Suppose, for example, that you are one of those 100 nanometer sized particles of rocky materials that populate the galaxy as a result of Supernovae and other major Stellar events. It's lonely out there in the cosmic void, so you would like to get together with friends to form a planet. How does one go about this?

First thing is, you've got to hang where the cool crowd does - in a large, cool (say 10 C above absolute zero), cloud of gas and dust. There's usually a bunch of them around the plane of the disc of any respectable spiral galaxy. You and your cloud may need a little push to get started - a nearby supernova or a density wave in the spiral galaxy, for example, but once your local cloud is gravitationally bound, you're on your way.

Once the cloud starts contracting, it begins to break up into small pieces. It's important at this point to stay in the thick of things, since the early stars get the gas - and dust. Be cool though, and hang on to some of your angular momentum, otherwise you just get sucked into the star and re-vaporized. At this point, you and your homies will be circulating about the protostar, with a lot of bumping and jostling which will circularize and flatten your orbits.

At this point, the trick is for you and your posse to stick together. Gravity can't do that job for you yet, though the combined gravity of zillions of little particles can help you all clump into a rough disc, so actual sticking has to depend on chemical forces between surfaces. How big do the lumps have to get for gravity to start to be important?

Consider a sphere that has grown to 1 cm in radius - you and a few million-quadrillion other dust grains lumped together, maybe. The surface gravity of your little ball is given by G*M/r^2, where M = 4*pi*rho*r^3/3 where rho is the density. G = 6.67 x 10^-8 in cgs units, so if we assume rho = 1 g/cm^3, the density of water, surface gravity becomes about 2.8 x 10^-7 cm*s^-2. Note also, that for constant density, surface gravity scales with radius, so for an Earth sized planet of radius 6.4 x 10^8 cm, surface gravity would be 178 cm/s^2. Earth is about 5.5 times as dense as our hypothetical planet, so it's surface gravity is about 5.5 times as large, or 980 cm/s^2.

Another interesting parameter for you and your fellow dust grains is the escape velocity at the surface, given by Sqrt(2*G*M/r). For our 1 cm radius dust ball, it works out to about 7.5 x 10^-4 cm/s. Note that it too scales like radius, but only like the square root of density. Clearly that's a small speed, even by snail standards - so gravity isn't really any help at that scale.

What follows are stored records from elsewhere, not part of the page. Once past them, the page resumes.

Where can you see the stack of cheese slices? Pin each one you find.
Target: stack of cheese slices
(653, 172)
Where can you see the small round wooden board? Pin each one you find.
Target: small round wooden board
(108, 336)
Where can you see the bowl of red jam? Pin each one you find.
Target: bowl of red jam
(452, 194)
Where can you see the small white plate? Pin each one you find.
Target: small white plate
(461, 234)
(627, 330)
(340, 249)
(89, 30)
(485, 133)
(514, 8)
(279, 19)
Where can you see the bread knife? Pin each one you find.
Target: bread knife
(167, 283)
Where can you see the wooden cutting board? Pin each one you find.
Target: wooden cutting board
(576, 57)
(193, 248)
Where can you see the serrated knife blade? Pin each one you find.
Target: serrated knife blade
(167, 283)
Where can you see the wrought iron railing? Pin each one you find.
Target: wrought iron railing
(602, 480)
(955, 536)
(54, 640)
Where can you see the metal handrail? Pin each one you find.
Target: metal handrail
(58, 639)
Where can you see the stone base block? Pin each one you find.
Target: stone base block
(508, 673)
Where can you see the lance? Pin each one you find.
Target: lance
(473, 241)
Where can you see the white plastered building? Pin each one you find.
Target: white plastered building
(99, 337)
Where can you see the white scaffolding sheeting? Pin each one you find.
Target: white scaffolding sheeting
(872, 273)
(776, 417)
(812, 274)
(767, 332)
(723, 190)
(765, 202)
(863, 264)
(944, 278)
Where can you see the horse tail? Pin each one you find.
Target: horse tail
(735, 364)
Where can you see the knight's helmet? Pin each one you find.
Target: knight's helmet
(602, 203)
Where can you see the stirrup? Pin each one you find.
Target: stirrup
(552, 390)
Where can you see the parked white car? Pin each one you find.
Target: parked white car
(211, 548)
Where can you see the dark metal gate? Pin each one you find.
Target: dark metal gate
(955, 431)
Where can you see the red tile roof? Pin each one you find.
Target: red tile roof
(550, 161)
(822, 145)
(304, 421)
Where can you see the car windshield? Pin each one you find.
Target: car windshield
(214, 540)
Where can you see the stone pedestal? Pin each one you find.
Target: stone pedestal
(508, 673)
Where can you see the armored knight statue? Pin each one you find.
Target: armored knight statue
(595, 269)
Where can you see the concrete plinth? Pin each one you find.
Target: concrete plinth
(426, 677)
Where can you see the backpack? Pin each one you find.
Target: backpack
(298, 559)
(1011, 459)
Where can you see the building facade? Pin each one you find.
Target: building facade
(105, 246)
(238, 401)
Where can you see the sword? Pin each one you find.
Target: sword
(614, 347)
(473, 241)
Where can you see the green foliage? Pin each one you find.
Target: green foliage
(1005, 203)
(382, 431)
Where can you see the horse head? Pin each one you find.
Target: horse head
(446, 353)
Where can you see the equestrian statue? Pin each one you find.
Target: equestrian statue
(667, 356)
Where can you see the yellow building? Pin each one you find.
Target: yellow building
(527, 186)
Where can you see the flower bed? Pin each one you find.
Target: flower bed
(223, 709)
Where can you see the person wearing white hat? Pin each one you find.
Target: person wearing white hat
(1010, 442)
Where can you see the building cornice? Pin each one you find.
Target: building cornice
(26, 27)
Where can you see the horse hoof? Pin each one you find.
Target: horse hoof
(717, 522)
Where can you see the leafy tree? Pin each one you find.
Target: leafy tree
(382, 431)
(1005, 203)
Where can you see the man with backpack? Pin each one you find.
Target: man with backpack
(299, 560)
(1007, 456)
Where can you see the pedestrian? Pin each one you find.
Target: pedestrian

By the time you get to Earth size and density, though, the numbers get kind of big, 11.2 km/s.

How about a stadium sized fluffy rock of 100 meter (10^4 cm) radius? Escape velocity is still small - 7.5 cm/s, and you could definitely jump off. Scale that up to 10 km, and escape velocity becomes 7.5 m/s, and you would need to be fairly athletic to make the leap out of the gravitational field, so gravity is now a major player.